Women are also still assaulted in record numbers by spouses and boyfriends, trafficked for sex right here in the old US of A, and while women have made inroads in the Armed Forces, the “dark side” is the spate of sexual crimes against women — right smack dab in the middle of the theater of war where they proudly serve.

To my way of thinking, we are all in the ring all the time, duking it out for things like adequate child care for our children because let’s face it “choice” is not an option for most women — it’s work or starve — which brings up issues like maternity rights (nothing like leaving your 11 week old baby to go back to work, I know, I had to do it) and that old chestnut equity in pay (still!).

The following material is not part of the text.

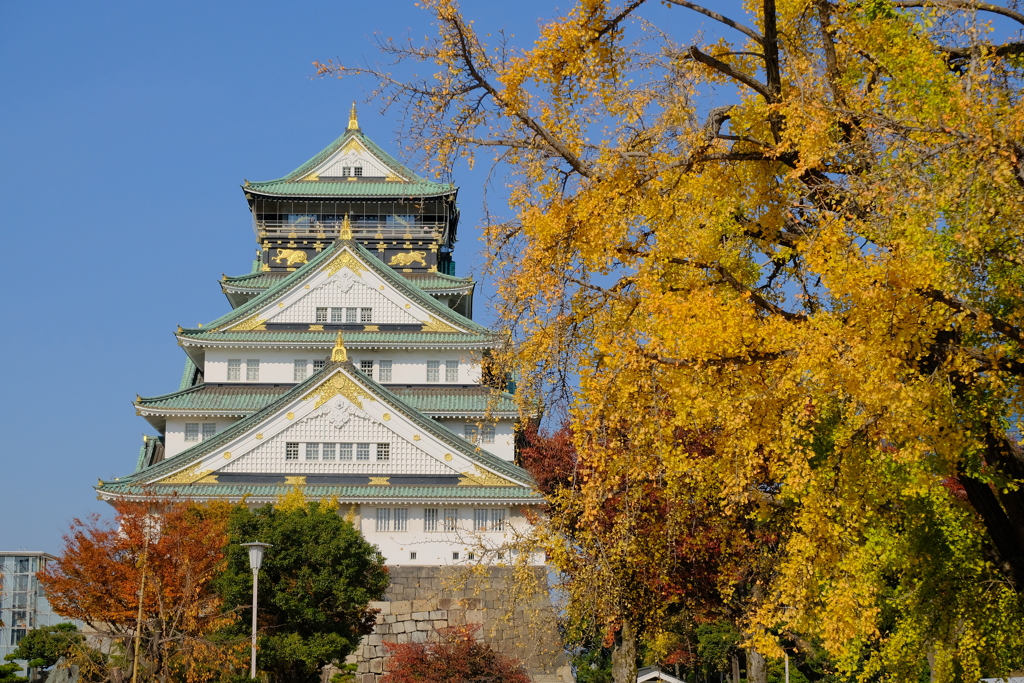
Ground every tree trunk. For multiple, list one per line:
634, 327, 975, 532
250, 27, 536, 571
749, 647, 768, 683
611, 618, 637, 683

Ask ANY female boxer in the United States if she can earn a living as a fighter and she’ll give you a litany of jobs she has to have to “support” her professional boxing career. Oh, and then ask her about how much respect she receives for plying her trade … think Christy Martin who boxed in pink for years to seem more feminine and therefore a lot less threatening.

I could go on and on — but will end my rant by standing and raising my body into a huge cheer for Christy Martin and Mia St. John who will enter the ring of combat on June 19th for the WBC Super Welterweight World Championship.

To my mind this is the best antidote to feeling the blues about how much further women have to go: two f’n warriors giving it their all in a ring they claim as their own.

And at the end of the day, that’s all it’s about: what Virginia Wolfe famously coined, a place of one’s own to just be without all of the ugly crap that gets heaped on in piles pushing you down.

In the parlance of my childhood “rock on sisters!” — and have a great day!